# Success or failure after moving to stack and tilt



## neil ingle (Jul 22, 2012)

Title says it all really.

Been researching the method and sounds logical method. 
Does anyone have any success or failure stories after trying to move from conventional methods to this?

Thanks

Neil


----------



## bobmac (Jul 22, 2012)

I think it's ok for the short and medium irons as it promotes a steep angle of attack into the ball. However, I know of people who struggle with the longer clubs, especially the driver as they find it difficult to flatten the angle of attack as the weight moves forward


----------



## JustOne (Jul 22, 2012)

What do you define as success?

I changed to 'my version' of S&T on Jan 1st 2010 and shot a personal best 4 under par 7 months and 23 days later after being injured throughout the year and not practicing at all... is that success?

You get out what you're prepared to put in... the pattern is definitely viable, makes a lot of sense, and will more than likely improve your ball striking.... but if you don't embrace it then you might aswell carry on swishing away the way you currently are. It would be no different than changing from a 1 plane swing to a 2 plane swing and then not really trying... then blaming the 2 plane swing for not working properly.

I did find that it was a swing that I could just go to without having to have 100,000 swing thoughts... if I didn't practice I didn't feel that I was back at square one. Even now that I don't play a lot (or practice) I still feel pretty confident when I tee it up... it's the short game that deserts you the fastest! 

There's plenty of support here on the forum if you decide to give it a go... what's your h/cap? history in the game?

regards
James.


----------



## big_russ (Jul 22, 2012)

I've been stacking for about 18 months now and the way it has improved my game is that I am now a much better ball striker and I have more confidence in the shot pattern and ball flight. I have also found that I am now hitting my driver better and further than ever before.

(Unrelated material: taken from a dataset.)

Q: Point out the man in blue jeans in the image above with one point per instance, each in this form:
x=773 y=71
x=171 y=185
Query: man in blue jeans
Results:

Just a side note for Bob, if the swing pattern is followed correctly there is absolutely no truth in the myth that it promotes a steep angle of attack into the ball. If you can get a viewing of the new DVD's then all the trackman data is there to see.


----------



## JustOne (Jul 22, 2012)

big_russ said:



			Just a side note for Bob, if the swing pattern is followed correctly there is absolutely no truth in the myth that it promotes a steep angle of attack into the ball. If you can get a viewing of the new DVD's then all the trackman data is there to see.
		
Click to expand...

I agree about the angle of attack as the plane would be flatter for the longer irons/woods anyway, regardless of the elements within the pattern. As a connected rotation there is less lifting of the arms/club than you'll find with most other patterns.

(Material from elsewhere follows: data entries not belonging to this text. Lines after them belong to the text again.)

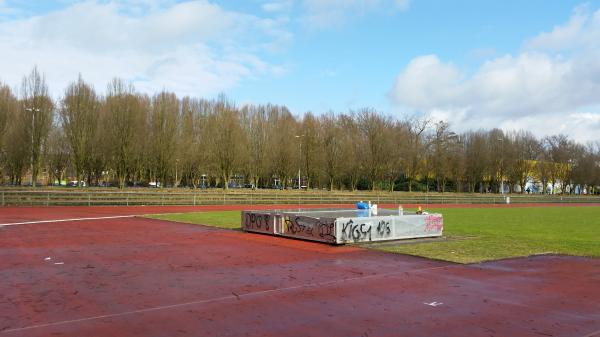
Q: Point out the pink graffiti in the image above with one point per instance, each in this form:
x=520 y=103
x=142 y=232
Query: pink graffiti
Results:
x=434 y=223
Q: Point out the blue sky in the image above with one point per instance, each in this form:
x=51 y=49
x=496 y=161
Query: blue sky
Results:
x=478 y=64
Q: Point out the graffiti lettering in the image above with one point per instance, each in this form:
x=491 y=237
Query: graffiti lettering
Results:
x=434 y=223
x=355 y=231
x=309 y=227
x=257 y=221
x=383 y=228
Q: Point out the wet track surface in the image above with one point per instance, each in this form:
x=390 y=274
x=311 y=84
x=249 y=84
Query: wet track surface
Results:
x=141 y=277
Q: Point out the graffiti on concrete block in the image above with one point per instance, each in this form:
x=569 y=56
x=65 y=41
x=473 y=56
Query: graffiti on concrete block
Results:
x=356 y=231
x=257 y=221
x=383 y=228
x=434 y=223
x=303 y=226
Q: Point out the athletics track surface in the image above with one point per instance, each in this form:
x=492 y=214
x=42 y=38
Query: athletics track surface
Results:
x=132 y=276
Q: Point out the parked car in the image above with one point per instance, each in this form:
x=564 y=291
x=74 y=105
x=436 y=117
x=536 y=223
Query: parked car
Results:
x=74 y=183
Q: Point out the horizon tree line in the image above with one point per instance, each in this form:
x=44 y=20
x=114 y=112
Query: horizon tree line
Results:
x=124 y=137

You have the new DVD's.....??


----------



## bobmac (Jul 22, 2012)

if the swing pattern is followed correctly there is absolutely no truth  in the myth that it promotes a steep angle of attack into the ball.
		
Click to expand...

Really?
I don't think so


----------



## big_russ (Jul 22, 2012)

[QUOTE/]You have the new DVD's.....??[/QUOTE]

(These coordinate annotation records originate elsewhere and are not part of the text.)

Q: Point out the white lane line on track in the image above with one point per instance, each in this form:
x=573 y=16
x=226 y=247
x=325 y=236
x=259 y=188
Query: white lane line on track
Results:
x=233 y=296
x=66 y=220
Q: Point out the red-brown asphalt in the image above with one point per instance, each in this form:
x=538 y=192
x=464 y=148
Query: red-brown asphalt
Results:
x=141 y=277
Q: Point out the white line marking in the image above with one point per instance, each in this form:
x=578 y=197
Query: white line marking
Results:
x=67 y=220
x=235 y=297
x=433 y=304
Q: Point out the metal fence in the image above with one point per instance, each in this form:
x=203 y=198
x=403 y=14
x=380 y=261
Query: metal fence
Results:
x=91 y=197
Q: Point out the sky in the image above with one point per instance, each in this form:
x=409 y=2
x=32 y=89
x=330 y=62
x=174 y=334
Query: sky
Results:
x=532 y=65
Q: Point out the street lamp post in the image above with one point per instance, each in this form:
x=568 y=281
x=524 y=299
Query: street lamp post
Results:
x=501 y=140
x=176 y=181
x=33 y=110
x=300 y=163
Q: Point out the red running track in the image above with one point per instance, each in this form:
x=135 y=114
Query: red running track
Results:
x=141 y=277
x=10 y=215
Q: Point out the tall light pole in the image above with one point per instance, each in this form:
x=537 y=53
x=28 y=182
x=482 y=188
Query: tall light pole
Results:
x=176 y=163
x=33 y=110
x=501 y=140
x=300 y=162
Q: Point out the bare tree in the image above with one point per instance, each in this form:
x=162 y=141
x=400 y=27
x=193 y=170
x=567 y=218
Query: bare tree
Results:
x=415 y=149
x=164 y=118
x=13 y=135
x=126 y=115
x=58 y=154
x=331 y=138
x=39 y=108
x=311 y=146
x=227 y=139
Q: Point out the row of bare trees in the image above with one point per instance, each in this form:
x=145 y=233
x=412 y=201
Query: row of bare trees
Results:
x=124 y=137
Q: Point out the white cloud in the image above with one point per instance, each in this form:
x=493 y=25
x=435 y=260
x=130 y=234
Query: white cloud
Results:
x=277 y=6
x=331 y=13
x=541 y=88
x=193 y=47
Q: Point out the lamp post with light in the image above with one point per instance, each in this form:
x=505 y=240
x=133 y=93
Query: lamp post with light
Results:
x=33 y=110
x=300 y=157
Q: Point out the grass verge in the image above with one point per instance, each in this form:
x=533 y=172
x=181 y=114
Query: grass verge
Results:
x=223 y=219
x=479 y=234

Yes, they are fantastic. DVD 4 is all swings and data with no speaking/instruction. Just makes you want to go out and hit more balls.


----------



## JustOne (Jul 22, 2012)

You have the new DVD's.....??
		
Click to expand...





			Yes, they are fantastic. DVD 4 is all swings and data with no speaking/instruction. Just makes you want to go out and hit more balls.
		
Click to expand...

When you feel like lending them to me for a week let me know


----------



## PIng (Jul 22, 2012)

bobmac said:



			I think it's ok for the short and medium irons as it promotes a steep angle of attack into the ball. However, I know of people who struggle with the longer clubs, especially the driver as they find it difficult to flatten the angle of attack as the weight moves forward
		
Click to expand...

I've just started experimenting with S&T because I'm always topping/fatting the ball on the fairway. Early days yet (one round) and good results, nearly everything struck cleanly and it would have been a personal best if it wasn't for the course being like a bog.  As Bob says, found it difficult with the longer clubs and reverted to weight on the right leg for driver and 3 wood.


----------



## Captain_Black (Jul 22, 2012)

Have tried it.
I find that for short to medium irons, the ball striking is crisper but, I have a tendency to pull the ball to the left.
Also, with the longer irons & woods it just feels cramped & I seem to run out of room to swing properly.


----------



## One Planer (Jul 22, 2012)

Another S&T merchant here.

My game has never been so consistant since switching. 

Not sure the pattern suits just mid/short irons an I can hit my 3 and 4 irons equally well. 

I hit my 17* hybrid and 5 wood pretty well too, driver is still a work in progress, but I've always struggled with  the driver, regardless of swing pattern.

How confident am in the pattern as regards ball striking? Well I switched from my R7 Game improvers to my MP32 blades and have no plans on going back.


----------



## HomerJSimpson (Jul 22, 2012)

I dabbled for a while after James spent an afternoon discussing and showing it to me. Worked well short term but I couldn't get the long irons and woods to work. Went back to the swing I was using (not great). Personally I am a one plane player (a la Kuchar) and I am getting much better and more consistent results although it feels very similar in nature to S&T


----------



## G1BB0 (Jul 22, 2012)

I bought the book
accquired the dvd 

tried it then gave up. No coaches local enough so went back to the traditional route. Crap with that also but at least I can have a lesson here and there to sort a few of the issues out.


----------